Jin Ya-Nan, Yao Ji-Jin, Zhang Fan, Wang Si-Yang, Zhang Wang-Jian, Zhou Guan-Qun, Qi Zhen-Yu, Sun Ying
Department of Radiation Oncology, Sun Yat-sen University Cancer Center, State Key Laboratory of Oncology in South China, Collaborative Innovation Center for Cancer Medicine, Guangzhou 510060, Guangdong Province, People's Republic of China.
Department of Radiation Oncology, the Fifth Affiliated Hospital of Sun Yat-sen University, Zhuhai 519001, Guangdong Province, China.
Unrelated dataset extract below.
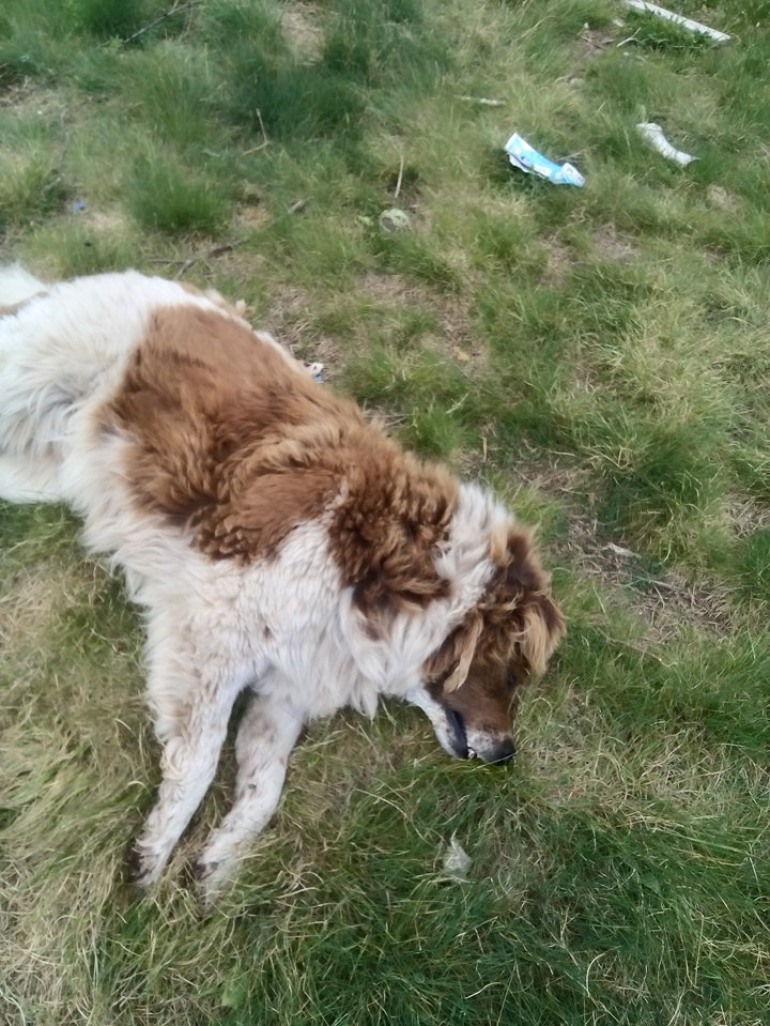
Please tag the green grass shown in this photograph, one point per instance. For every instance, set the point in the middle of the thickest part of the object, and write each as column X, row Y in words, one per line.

J Cancer. 2017 Mar 12;8(6):976-982. doi: 10.7150/jca.18124. eCollection 2017.
The objective of this study was to confirm the association between pretreatment Epstein-Barr virus (EBV) DNA (pre-DNA) load and survival outcomes after long-term follow-up in patients with locoregionally advanced nasopharyngeal carcinoma (LA-NPC). Between November 2009 and February 2012, a total of 1036 patients with LA-NPC were enrolled. There were 762 patients in stage III and 274 in stage IVA-B. All patients were treated with radical radiotherapy with or without chemotherapy, and pre-DNA concentrations were quantified by a polymerase chain reaction assay. Patient outcomes were evaluated. The 5-year overall survival (OS), distant metastasis-free surviva (DMFS), locoregional relapse-free survival (LRFS), and progression-free survival (PFS) rates were 84.7%, 87.0%, 90.2%, and 77.1%, respectively. By using previously defined pre-DNA cutoff value (1500 copies/ml pretreatment), pre-DNA was an independent prognostic predictor for OS, DMFS, and PFS using log-rank test. Multivariate Cox analysis also confirmed these results. Subgroup analysis indicated that the 5-year OS, DMFS, and PFS rates in patients staged IVA-B with pre-DNA < 1500 copies/ml were similar to those patients staged III with pre-DNA ≥ 1500 copies/ml, whereas patients staged IVA-B patients with pre-DNA ≥ 1500 copies/ml predicted worse outcome. In this expanded study, the prognostic significance of pre-DNA was confirmed using predefined cutoff value in an independent patient group, and pre-DNA was identified as an independent prognostic marker for the risk stratification in LA-NPC.
本研究的目的是在局部区域晚期鼻咽癌(LA-NPC)患者长期随访后,确认预处理时的爱泼斯坦-巴尔病毒(EBV)DNA(pre-DNA)载量与生存结果之间的关联。2009年11月至2012年2月,共纳入1036例LA-NPC患者。其中III期患者762例,IVA-B期患者274例。所有患者均接受了根治性放疗,部分患者联合化疗,采用聚合酶链反应检测法对pre-DNA浓度进行定量。评估患者的预后情况。5年总生存率(OS)、无远处转移生存率(DMFS)、无局部区域复发生存率(LRFS)和无进展生存率(PFS)分别为84.7%、87.0%、90.2%和77.1%。使用先前定义的pre-DNA临界值(预处理时1500拷贝/ml),通过对数秩检验,pre-DNA是OS、DMFS和PFS的独立预后预测指标。多变量Cox分析也证实了这些结果。亚组分析表明,pre-DNA<1500拷贝/ml的IVA-B期患者的5年OS、DMFS和PFS率与pre-DNA≥1500拷贝/ml的III期患者相似,而pre-DNA≥1500拷贝/ml的IVA-B期患者预后较差。在这项扩大研究中,在一个独立患者组中使用预定义临界值证实了pre-DNA的预后意义,并将pre-DNA确定为LA-NPC风险分层的独立预后标志物。